The UFC announced Friday that Brock Lesnar, who secured a unanimous-decision victory over Mark Hunt at UFC 200 on Saturday, has been flagged by the United States Anti-Doping Agency for a potential doping violation:
The UFC organization was notified today that the U.S. Anti-Doping Agency (USADA) has informed Brock Lesnar of a potential Anti-Doping Policy violation stemming from an out-of-competition sample collection on June 28, 2016. USADA received the testing results from the June 28, 2016 sample collection from the WADA-accredited UCLA Olympic Analytical Laboratory on the evening of July 14, 2016.
USADA, the independent administrator of the UFC Anti-Doping Policy, will handle the results management and appropriate adjudication of this case. It is important to note that, under the UFC Anti-Doping Policy, there is a full fair legal review process that is afforded to all athletes before any sanctions are imposed. The Nevada State Athletic Commission also retains jurisdiction over this matter as the sample collection was performed in close proximity to Lesnar's bout at UFC 200 in Las Vegas.
"We will get to the bottom of this," Lesnar said following the announcement, per the Associated Press' Greg Beacham.

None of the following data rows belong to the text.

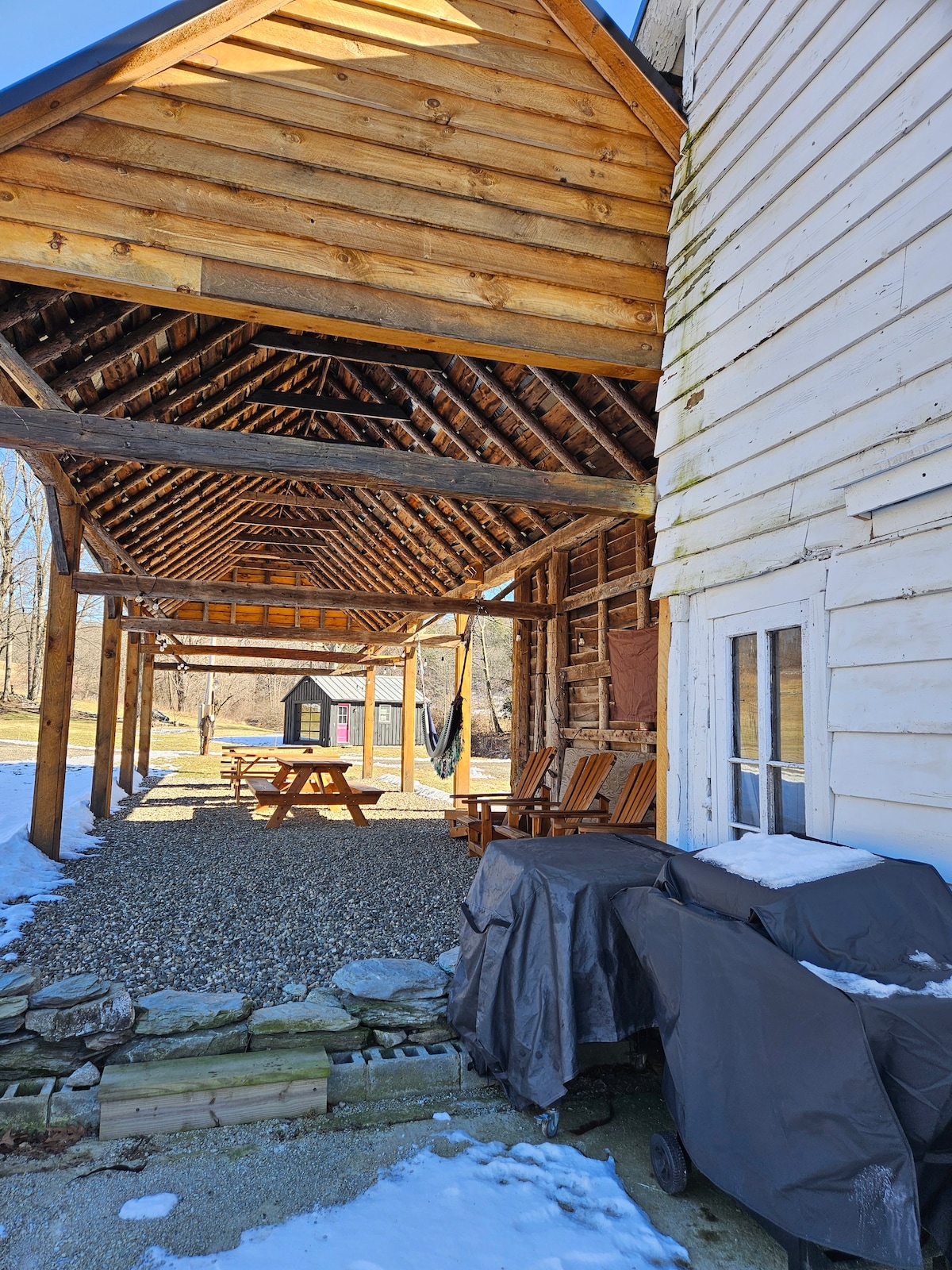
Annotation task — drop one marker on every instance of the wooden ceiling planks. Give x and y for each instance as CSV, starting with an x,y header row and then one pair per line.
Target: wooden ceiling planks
x,y
455,177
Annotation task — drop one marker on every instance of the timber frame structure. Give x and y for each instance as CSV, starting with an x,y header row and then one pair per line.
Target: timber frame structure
x,y
324,318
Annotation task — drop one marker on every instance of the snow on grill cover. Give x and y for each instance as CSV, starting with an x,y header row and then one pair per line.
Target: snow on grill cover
x,y
543,963
808,1030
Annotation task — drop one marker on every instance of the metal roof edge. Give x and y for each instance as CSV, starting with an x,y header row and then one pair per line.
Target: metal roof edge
x,y
121,42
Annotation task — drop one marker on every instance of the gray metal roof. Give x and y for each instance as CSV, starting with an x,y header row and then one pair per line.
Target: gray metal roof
x,y
351,687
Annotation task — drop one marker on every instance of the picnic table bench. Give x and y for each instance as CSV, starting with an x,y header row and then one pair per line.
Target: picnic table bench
x,y
313,781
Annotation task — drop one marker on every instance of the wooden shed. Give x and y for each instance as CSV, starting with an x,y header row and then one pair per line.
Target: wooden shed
x,y
325,318
329,709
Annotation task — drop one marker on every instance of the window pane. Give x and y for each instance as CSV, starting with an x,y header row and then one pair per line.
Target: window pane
x,y
744,672
787,695
747,794
789,799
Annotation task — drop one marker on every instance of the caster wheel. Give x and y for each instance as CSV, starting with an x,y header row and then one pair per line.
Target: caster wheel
x,y
670,1164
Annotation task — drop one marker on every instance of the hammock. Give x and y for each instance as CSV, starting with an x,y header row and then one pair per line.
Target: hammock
x,y
446,746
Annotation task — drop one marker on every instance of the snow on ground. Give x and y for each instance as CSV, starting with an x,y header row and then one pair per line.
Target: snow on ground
x,y
148,1208
522,1208
25,874
778,860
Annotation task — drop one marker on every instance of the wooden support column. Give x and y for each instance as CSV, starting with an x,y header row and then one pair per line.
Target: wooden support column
x,y
558,660
408,723
130,710
146,675
463,670
522,689
664,648
46,822
602,607
107,706
370,719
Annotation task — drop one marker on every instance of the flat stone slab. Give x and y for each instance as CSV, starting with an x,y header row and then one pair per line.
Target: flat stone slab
x,y
163,1014
408,1015
112,1014
391,979
17,983
301,1016
232,1039
69,992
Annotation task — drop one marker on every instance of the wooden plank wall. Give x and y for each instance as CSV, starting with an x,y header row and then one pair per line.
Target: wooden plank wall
x,y
416,165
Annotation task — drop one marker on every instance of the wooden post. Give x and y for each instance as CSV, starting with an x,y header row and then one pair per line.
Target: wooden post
x,y
556,662
130,710
370,721
461,776
107,709
145,721
664,648
602,609
408,723
46,822
522,672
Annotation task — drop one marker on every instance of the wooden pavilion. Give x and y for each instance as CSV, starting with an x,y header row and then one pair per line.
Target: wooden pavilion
x,y
321,319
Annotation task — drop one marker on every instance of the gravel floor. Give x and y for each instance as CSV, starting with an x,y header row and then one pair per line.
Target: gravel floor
x,y
192,892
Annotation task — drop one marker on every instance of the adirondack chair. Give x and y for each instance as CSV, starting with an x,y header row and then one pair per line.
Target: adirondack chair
x,y
581,793
480,810
628,813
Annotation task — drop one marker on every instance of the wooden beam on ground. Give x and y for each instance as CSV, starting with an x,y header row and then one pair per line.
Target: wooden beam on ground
x,y
276,456
408,725
50,781
463,667
313,346
314,597
145,717
107,708
130,711
255,630
370,722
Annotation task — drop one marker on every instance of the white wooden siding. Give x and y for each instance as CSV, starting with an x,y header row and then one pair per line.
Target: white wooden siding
x,y
809,315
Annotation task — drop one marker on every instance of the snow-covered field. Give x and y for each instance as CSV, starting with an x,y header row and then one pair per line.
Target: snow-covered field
x,y
490,1206
27,876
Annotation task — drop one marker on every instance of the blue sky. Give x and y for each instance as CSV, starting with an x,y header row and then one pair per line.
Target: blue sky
x,y
36,33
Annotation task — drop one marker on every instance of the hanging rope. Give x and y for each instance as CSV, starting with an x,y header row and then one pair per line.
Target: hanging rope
x,y
446,747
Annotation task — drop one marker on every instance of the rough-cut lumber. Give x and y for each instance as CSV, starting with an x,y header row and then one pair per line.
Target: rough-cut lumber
x,y
634,582
372,355
263,594
213,450
46,822
327,404
107,706
255,630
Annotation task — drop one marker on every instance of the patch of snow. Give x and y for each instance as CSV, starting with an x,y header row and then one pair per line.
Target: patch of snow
x,y
862,987
780,860
149,1208
27,876
419,787
524,1208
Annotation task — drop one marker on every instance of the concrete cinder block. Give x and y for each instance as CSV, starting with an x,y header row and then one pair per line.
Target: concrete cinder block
x,y
412,1070
470,1080
79,1108
25,1105
347,1081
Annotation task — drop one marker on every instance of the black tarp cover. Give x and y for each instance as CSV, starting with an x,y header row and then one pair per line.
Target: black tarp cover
x,y
819,1109
543,963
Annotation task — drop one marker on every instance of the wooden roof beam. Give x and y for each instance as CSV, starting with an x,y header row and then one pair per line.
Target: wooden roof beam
x,y
314,597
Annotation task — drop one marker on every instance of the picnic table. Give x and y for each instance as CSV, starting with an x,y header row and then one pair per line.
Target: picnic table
x,y
311,781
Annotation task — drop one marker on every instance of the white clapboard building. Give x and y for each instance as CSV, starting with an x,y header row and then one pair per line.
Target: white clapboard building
x,y
805,441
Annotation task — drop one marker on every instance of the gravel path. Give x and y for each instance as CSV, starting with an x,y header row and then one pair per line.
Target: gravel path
x,y
194,892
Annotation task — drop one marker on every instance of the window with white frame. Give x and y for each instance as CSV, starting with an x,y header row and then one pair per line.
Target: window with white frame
x,y
767,764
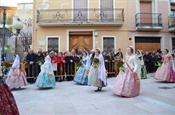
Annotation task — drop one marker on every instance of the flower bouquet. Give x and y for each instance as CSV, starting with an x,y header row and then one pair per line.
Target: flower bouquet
x,y
96,62
8,64
40,63
159,63
78,65
120,66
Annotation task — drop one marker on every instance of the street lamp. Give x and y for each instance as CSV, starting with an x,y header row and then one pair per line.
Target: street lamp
x,y
18,26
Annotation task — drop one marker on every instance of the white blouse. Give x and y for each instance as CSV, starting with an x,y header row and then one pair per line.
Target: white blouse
x,y
133,63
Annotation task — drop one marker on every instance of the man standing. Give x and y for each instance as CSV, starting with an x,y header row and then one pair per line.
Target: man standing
x,y
119,54
31,59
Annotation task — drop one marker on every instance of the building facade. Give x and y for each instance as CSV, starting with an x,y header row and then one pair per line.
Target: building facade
x,y
152,24
63,25
25,14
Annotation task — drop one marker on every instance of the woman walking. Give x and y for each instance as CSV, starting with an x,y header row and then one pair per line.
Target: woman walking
x,y
127,83
97,73
81,76
165,72
16,77
46,78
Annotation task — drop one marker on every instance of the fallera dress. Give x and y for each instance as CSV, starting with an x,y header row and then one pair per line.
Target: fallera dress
x,y
166,71
46,77
7,102
81,76
142,68
97,74
126,84
16,77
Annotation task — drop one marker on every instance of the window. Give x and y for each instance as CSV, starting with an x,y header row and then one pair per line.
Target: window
x,y
173,44
108,44
172,9
106,10
80,10
53,44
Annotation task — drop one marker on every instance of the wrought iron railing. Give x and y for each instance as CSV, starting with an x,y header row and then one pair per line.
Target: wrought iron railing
x,y
171,21
148,19
83,16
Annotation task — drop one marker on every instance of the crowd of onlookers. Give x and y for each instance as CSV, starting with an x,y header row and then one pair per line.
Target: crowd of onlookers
x,y
151,59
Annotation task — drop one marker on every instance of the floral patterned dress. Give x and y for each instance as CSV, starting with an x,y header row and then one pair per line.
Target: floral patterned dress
x,y
7,102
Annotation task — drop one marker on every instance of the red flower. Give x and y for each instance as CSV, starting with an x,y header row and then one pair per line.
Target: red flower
x,y
8,64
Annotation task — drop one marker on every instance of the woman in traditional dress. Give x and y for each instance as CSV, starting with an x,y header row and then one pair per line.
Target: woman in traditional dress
x,y
46,78
7,102
142,68
127,83
165,71
97,73
16,77
81,76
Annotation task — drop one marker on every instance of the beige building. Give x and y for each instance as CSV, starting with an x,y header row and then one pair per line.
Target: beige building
x,y
152,24
25,14
63,25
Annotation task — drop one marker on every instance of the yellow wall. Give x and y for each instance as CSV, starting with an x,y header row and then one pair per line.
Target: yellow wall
x,y
41,33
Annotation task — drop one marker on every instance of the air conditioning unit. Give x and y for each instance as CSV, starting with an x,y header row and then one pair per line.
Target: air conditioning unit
x,y
172,1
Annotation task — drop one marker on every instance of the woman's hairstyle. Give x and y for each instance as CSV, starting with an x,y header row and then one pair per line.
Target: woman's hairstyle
x,y
85,52
98,51
167,50
132,49
14,55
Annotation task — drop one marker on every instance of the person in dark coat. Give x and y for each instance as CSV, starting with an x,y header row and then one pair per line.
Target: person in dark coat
x,y
147,59
31,59
69,66
119,54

"Lesnar, though, also came back clean in multiple previous tests, MMA Fighting confirmed Friday night with USADA," according to MMA Fighting's Marc Raimondi.
According to Ariel Helwani of MMA Fighting, after hearing of the potential violation, Hunt asked the UFC for half of the purse Lesnar received for UFC 200 or a release from his contract. MMA Fighting provided more comments from Hunt:
The cheaters get a slap on the wrist and walk off. What penalty or deterrent is there to make them think twice? Nothing. And the [Nevada Athletic Commission], why should these [expletive] get anything? They are not the ones who had to fight with Lesnar or lose [to him]. I lost.

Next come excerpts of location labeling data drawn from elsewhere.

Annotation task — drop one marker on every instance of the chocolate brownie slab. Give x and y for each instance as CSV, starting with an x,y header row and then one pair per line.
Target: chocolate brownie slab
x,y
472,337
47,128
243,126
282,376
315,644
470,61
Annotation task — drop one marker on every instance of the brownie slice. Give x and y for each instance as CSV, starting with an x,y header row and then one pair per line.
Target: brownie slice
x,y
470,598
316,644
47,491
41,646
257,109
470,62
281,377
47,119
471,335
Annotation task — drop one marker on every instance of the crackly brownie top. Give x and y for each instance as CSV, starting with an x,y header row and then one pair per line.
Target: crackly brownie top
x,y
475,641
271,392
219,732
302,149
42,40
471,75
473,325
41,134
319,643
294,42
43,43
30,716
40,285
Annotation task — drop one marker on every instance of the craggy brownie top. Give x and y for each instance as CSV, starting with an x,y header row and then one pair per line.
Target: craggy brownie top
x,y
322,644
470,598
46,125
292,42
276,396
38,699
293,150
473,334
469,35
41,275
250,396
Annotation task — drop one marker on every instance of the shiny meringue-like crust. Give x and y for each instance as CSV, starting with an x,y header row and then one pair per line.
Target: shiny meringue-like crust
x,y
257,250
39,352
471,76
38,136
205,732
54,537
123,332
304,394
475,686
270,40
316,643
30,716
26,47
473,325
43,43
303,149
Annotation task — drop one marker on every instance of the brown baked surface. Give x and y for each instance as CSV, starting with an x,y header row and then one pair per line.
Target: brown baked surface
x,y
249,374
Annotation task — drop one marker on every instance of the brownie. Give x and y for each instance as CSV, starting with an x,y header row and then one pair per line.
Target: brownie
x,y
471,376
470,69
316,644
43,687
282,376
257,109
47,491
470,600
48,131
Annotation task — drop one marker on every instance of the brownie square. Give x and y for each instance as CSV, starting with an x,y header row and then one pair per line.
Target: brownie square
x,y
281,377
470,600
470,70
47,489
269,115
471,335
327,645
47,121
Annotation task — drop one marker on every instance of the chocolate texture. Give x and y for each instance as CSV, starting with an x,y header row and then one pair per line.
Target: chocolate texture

Bob Bennett, executive officer of the Nevada commission, said the size of Lesnar's purse will be factored into the size of a potential fine, per Lance Pugmire of the Los Angeles Times: "From my 26 months on the job, not one 'B' sample ever differed from the 'A' sample from the same lab. We can fine and suspend. I'm not saying his whole paycheck will be taken away, but he could be suspended and fined upon his case being heard and all the facts being presented."

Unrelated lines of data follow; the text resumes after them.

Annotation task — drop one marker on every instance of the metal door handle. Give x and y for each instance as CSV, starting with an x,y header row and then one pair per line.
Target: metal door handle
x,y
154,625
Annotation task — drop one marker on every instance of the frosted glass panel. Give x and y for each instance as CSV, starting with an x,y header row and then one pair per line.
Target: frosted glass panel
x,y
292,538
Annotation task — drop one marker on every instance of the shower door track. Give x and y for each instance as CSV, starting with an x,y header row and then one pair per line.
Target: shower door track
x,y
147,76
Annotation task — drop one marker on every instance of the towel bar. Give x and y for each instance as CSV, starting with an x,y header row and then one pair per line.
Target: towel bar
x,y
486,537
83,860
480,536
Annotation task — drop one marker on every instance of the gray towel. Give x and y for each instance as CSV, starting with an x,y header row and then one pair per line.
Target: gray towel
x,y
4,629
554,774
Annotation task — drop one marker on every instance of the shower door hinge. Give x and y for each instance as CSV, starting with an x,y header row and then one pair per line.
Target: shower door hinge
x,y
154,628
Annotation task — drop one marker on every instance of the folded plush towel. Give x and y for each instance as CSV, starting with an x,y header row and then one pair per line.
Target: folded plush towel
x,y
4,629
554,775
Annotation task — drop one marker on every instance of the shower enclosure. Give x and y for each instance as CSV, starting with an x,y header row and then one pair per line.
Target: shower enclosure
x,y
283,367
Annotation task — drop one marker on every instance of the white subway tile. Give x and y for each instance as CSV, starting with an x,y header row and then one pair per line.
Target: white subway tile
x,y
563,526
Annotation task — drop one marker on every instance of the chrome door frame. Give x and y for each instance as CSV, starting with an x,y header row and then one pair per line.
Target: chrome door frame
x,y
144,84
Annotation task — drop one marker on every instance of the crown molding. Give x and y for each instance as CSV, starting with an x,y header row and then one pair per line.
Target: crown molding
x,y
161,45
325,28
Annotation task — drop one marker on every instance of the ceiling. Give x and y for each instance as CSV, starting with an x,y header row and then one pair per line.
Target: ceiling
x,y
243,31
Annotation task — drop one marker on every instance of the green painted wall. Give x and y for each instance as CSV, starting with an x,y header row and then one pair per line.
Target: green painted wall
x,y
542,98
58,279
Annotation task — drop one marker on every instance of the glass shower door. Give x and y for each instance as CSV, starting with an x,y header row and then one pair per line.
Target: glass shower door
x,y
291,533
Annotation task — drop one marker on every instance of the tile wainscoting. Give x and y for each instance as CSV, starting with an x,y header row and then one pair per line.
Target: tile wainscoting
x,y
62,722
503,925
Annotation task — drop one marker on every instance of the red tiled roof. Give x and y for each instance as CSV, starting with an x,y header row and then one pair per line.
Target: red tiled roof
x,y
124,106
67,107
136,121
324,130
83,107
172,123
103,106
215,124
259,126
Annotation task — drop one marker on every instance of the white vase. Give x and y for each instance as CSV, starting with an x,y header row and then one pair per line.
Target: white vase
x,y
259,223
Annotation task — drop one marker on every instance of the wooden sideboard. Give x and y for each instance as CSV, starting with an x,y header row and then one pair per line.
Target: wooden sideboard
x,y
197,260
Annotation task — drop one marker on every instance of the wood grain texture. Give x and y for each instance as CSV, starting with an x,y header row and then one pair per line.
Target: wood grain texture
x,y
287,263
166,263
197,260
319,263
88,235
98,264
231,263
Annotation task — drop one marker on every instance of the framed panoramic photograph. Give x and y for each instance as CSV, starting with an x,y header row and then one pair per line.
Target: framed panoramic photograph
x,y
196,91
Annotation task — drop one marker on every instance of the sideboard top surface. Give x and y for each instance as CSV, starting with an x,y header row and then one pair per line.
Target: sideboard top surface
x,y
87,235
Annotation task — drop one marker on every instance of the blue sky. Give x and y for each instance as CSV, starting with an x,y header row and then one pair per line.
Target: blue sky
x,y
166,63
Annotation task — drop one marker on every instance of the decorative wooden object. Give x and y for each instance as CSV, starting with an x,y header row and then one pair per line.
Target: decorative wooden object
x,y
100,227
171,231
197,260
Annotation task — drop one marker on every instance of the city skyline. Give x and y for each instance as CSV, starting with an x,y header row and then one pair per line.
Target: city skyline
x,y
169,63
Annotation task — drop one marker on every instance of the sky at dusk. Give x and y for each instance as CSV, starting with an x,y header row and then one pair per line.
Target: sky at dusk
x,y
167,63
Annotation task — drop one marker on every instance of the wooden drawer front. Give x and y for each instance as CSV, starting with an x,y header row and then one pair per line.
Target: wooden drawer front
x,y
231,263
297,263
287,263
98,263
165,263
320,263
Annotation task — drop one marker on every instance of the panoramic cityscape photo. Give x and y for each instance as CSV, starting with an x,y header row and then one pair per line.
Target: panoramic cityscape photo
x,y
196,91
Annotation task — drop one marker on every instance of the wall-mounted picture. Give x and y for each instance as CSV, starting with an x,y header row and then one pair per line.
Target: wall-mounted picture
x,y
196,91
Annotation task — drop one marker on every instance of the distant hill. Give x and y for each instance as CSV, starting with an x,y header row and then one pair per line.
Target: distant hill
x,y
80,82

Hunt continued to react to the news Saturday on Facebook (Warning: NSFW content):
According to Brett Okamoto of ESPN, the proposed fine for a first offense of a performance-enhancing drug is 50 to 75 percent of the purse.
In late June, Hunt told Fox Sports Australia's UFC Fight Week that he believed Lesnar was doping after the UFC granted the WWE Superstar an exemption from the sport's four-month drug-testing requirement, which was overseen by the USADA.
"I don’t think it's a great move," Hunt said of the exemption. "I think he’s juiced to the gills—and I still think I’m going to knock him out. So I don’t think that’s correct. I don’t think he should be allowed to get a four-month exemption; otherwise, everyone else should. Otherwise, I should start juicing."
Lesnar, though, came armed with a response.
"I've been dealing with that my entire life," he said of the allegations, per MMAFighting.com's Marc Raimondi. "I'm a white boy and I'm jacked—deal with it. What do you want me to say? I'm a white boy and I'm jacked. Deal with it."
The news of Lesnar's potential positive test came on the heels of Jon Jones' expulsion from his scheduled fight against Daniel Cormier at UFC 200 after he tested positive for a banned substance.
Lesnar, 39, returned to the Octagon last weekend for the first time since suffering a first-round loss at the hands of Alistair Overeem in 2011.